Fast schlaflos verbrachte auch Swinde die Nacht. Sie ließ kaum ein Auge von ihrem Gefangenen, den sie an einen Baum gebunden hatte. Anfangs setzte sie sich in der Nähe ins Gras, doch immer wieder sprang sie auf, umkreiste den Baum wie ein Raubtier und zeigte Slawomir ihre Krallen, wobei sie ihm unermüdlich dieselben Vorwürfe machte und allerlei unbestimmte Drohungen ausstieß. Zum Hühnerschmaus kam sie zu uns ans Feuer, verschlang heißhungrig anderthalb Huhn und stand dann auf, um ihm die übriggebliebene Hälfte zu bringen. Als er ablehnte, aß sie auch diese. Wäre sie nun – nach seinem Willen – eine verkohlte Leiche auf dem Grunde des Sees, bemerkte sie dazu mit bitterem Spott, würde es ihr wohl nicht so gut schmecken. Slawomir schwieg zu allem und blickte nur starr vor sich hin. Später bettete sie sich in seiner Nähe, schlief aber kaum und vergewisserte sich alle Augenblicke, dass er noch da war.
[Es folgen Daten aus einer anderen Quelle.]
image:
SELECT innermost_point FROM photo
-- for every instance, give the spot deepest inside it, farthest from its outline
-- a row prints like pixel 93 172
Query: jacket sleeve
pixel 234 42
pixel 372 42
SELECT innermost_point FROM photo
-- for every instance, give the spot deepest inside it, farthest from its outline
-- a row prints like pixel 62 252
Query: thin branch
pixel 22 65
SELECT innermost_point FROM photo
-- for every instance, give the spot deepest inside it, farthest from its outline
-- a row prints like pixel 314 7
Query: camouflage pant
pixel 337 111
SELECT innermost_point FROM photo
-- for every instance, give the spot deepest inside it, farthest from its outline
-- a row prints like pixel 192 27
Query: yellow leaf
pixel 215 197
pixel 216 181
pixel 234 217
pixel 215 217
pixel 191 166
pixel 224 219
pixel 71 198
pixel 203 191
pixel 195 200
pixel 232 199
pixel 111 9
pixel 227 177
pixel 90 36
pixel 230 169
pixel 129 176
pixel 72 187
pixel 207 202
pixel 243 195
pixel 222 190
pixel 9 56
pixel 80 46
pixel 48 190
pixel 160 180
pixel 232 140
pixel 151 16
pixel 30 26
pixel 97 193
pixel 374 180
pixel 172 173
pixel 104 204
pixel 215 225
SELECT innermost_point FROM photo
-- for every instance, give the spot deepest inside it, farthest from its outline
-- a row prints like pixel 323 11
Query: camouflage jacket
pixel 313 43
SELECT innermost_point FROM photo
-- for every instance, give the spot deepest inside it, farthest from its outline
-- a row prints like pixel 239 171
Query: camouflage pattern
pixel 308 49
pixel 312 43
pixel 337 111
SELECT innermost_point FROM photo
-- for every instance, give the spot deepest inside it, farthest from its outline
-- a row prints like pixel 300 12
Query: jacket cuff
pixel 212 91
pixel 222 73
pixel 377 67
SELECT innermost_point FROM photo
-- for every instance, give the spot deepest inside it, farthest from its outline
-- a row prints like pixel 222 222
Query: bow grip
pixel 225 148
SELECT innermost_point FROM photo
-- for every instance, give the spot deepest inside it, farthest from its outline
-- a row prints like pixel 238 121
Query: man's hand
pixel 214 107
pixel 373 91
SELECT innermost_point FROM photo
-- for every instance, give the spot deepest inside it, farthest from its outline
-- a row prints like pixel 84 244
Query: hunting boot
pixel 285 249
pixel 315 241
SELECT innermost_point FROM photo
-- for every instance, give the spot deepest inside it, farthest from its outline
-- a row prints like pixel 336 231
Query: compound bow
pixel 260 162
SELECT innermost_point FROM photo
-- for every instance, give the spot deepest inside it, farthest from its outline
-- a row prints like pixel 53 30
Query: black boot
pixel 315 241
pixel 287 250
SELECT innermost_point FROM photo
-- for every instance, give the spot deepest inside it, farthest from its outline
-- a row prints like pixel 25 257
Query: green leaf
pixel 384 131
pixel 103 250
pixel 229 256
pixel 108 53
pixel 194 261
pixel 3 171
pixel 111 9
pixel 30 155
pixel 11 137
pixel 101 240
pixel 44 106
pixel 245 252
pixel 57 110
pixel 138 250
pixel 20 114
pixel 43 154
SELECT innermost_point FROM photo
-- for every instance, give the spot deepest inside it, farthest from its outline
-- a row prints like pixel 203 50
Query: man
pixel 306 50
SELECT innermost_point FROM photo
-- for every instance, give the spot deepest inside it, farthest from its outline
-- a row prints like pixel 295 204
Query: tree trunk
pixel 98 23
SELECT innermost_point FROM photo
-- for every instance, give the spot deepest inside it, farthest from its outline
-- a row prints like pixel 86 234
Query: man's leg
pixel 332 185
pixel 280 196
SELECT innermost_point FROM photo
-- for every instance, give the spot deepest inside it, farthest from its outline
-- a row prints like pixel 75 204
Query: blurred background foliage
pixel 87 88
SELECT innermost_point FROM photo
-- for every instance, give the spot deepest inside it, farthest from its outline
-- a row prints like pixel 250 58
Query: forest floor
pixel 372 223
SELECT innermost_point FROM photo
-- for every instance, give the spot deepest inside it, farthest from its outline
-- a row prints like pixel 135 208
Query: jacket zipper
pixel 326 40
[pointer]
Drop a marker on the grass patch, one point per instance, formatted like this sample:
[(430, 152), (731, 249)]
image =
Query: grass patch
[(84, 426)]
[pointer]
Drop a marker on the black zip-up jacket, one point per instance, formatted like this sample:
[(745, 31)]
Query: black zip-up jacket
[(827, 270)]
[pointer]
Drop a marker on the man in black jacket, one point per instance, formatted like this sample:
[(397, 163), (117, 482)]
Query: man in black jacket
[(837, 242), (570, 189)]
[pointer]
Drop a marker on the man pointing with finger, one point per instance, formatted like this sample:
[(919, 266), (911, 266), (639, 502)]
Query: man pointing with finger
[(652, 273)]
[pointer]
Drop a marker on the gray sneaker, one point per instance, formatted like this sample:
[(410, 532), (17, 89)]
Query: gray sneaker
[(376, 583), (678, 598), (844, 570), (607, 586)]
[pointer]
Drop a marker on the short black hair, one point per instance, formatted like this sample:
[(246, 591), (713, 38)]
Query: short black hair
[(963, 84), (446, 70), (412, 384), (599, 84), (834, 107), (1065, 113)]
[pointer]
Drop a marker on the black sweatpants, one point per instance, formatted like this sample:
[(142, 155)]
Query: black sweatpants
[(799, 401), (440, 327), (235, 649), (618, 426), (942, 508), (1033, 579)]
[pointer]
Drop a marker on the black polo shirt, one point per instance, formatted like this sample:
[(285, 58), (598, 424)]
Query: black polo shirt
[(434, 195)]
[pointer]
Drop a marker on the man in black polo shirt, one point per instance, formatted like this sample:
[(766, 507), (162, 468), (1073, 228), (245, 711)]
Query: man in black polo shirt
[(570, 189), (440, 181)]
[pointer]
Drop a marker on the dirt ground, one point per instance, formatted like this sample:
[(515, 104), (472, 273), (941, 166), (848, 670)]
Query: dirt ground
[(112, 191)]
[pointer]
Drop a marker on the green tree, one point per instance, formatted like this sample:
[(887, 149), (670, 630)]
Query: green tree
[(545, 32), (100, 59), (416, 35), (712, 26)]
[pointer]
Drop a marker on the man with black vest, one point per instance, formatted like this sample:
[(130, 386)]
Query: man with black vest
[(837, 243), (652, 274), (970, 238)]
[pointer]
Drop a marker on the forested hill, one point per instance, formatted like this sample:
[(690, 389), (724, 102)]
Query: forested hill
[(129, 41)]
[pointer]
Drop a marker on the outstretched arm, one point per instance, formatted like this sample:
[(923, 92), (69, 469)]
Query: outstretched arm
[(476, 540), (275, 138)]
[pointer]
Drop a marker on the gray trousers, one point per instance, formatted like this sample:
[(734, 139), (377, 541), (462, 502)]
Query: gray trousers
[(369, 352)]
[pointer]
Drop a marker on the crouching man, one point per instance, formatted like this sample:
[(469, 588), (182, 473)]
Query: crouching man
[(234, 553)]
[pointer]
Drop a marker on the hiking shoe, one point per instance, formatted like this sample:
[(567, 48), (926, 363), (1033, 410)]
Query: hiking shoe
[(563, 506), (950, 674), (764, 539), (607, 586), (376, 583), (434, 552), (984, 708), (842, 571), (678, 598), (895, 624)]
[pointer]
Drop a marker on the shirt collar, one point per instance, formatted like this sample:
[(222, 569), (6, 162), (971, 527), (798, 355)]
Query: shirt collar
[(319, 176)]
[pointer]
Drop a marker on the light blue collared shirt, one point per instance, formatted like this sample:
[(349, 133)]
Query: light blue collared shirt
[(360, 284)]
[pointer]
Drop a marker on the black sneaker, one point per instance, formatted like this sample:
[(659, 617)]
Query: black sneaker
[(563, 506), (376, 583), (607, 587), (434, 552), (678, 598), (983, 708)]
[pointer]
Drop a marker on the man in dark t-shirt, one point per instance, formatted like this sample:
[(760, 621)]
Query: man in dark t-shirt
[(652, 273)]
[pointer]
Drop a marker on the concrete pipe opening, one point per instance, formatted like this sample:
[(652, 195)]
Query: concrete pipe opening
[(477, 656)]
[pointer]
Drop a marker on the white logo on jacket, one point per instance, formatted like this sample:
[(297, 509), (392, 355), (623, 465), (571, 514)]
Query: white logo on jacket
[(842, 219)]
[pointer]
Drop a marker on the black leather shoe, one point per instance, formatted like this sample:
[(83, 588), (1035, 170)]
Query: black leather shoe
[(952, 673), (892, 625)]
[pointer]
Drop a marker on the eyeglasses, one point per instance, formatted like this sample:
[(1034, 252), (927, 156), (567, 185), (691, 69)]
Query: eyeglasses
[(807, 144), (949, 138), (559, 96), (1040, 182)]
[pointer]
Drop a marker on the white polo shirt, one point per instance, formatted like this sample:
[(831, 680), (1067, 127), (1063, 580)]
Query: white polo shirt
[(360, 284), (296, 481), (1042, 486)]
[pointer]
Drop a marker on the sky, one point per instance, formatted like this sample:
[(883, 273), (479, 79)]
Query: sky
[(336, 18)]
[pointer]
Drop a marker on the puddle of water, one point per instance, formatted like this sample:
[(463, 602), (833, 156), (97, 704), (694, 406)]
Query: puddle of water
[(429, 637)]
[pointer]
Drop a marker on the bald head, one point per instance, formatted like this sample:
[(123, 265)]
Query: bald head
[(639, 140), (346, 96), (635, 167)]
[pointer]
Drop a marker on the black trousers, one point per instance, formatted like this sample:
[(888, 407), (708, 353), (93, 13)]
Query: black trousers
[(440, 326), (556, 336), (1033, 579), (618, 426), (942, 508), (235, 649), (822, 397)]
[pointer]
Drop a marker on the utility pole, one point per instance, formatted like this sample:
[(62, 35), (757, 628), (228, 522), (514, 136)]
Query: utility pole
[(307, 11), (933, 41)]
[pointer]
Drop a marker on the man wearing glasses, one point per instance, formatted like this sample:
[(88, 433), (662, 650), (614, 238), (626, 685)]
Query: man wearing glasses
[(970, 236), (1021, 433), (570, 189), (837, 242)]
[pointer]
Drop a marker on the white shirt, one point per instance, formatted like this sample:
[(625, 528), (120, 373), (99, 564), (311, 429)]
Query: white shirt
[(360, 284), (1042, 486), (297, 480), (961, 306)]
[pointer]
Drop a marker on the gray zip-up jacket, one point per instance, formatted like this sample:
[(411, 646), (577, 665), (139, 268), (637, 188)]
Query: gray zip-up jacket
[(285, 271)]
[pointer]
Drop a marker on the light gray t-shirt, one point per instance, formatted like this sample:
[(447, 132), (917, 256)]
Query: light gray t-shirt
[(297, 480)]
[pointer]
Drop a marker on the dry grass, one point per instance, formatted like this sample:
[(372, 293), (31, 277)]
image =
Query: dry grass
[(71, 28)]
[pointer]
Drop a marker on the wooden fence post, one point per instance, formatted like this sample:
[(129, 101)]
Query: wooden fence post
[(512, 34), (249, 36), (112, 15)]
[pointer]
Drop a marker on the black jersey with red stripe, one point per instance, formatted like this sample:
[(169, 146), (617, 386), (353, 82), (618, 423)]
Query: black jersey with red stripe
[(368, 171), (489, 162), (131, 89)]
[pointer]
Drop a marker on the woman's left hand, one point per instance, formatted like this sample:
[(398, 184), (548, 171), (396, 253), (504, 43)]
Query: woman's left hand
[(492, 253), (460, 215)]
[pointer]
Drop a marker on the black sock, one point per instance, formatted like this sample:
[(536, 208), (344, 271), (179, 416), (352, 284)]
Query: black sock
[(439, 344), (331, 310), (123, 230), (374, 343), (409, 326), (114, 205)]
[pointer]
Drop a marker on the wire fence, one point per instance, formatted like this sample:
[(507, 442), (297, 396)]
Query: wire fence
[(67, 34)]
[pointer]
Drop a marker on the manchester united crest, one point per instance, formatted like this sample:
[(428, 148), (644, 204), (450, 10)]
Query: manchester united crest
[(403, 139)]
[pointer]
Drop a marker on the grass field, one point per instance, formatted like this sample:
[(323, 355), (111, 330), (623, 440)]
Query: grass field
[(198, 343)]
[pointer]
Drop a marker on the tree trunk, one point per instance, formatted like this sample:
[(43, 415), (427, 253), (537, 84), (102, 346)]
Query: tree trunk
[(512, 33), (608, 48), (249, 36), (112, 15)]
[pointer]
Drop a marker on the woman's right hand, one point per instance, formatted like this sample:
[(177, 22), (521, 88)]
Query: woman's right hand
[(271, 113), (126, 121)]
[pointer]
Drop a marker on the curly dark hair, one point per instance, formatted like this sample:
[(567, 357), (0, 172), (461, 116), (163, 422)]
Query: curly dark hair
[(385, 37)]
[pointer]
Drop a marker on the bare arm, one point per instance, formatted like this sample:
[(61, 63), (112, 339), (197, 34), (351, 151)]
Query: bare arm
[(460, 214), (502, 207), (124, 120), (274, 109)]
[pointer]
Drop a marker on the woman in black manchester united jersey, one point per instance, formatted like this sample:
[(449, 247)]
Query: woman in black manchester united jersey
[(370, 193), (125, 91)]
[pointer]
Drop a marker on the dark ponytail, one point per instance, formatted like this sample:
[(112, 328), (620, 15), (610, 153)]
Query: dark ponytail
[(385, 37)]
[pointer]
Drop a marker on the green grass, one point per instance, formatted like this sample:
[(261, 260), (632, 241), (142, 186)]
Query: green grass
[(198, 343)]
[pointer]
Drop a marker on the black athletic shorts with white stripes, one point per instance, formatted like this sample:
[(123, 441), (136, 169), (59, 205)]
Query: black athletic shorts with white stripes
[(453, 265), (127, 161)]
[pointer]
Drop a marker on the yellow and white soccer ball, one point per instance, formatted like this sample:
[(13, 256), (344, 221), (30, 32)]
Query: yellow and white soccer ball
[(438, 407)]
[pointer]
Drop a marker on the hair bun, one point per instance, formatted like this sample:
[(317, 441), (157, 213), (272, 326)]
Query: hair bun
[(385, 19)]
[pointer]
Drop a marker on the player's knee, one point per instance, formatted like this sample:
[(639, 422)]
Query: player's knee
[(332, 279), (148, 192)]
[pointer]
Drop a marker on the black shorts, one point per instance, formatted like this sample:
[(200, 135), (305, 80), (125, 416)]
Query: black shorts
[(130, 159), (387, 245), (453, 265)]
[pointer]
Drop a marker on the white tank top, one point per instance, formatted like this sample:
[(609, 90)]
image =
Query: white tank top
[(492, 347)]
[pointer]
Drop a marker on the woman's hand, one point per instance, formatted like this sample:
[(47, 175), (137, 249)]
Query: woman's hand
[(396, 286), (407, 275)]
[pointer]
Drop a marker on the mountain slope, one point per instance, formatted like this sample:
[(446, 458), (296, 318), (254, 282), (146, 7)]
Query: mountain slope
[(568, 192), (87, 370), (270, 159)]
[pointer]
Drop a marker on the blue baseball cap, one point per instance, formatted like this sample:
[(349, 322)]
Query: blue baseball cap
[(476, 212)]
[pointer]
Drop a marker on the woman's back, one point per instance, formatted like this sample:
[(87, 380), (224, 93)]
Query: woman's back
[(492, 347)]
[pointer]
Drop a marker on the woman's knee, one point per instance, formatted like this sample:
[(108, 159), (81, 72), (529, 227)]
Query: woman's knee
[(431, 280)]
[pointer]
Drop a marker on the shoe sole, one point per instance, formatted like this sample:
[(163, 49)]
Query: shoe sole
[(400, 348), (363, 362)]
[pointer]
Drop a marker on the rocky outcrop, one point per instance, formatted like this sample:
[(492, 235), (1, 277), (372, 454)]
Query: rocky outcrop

Nachdem wir gegessen hatten, gingen Odo und ich beiseite, um zu beraten. Mein Amtsgefährte war anfangs dafür, den Gefangenen gleich am nächsten Morgen mit dem Totenschiff zurückzuschicken. Er fand, dass unsere Lage durch ihn nur schwieriger wurde und dass es nicht unserem Auftrag entsprach, einen Fürsten der Obodriten gefangen zu nehmen. Er hatte recht, aber ich glaube, er wollte Slawomir aus einem anderen Grunde schnell wieder loswerden. Er ertrug einfach nicht, dass ein weibliches Wesen – noch dazu ein so reizvolles wie Swinde – in seiner Gegenwart die blauen Augen nur immerfort auf einen anderen richtete. Er verstand nicht, dass seine hochherzige Befreiungstat – und der Ruhm dafür gebührt tatsächlich nur ihm – nicht durch Dankbarkeit, Bewunderung oder gar mehr gewürdigt wurde. Er nannte Swinde nur noch verächtlich „Warattos Tochter“, die „wehrhafte Jungfrau“, das „wütige Biest“ oder die „mordende Braut“ und warf ihr scheele Blicke zu.
Ich widersprach seiner Meinung und legte dar, dass uns die Gefangennahme des Slawomir einen Vorteil brächte: Wir könnten ihn gegen die vier vornehmen Franken und Sachsen austauschen. Danach würden wir erneut in Freundschafts- und Bündnisverhandlungen eintreten. Ich glaubte, sicher zu sein, dass uns der junge Knes trotz allem nicht gram war. Das bewies für mich schon seine Untätigkeit auf dem Schiff.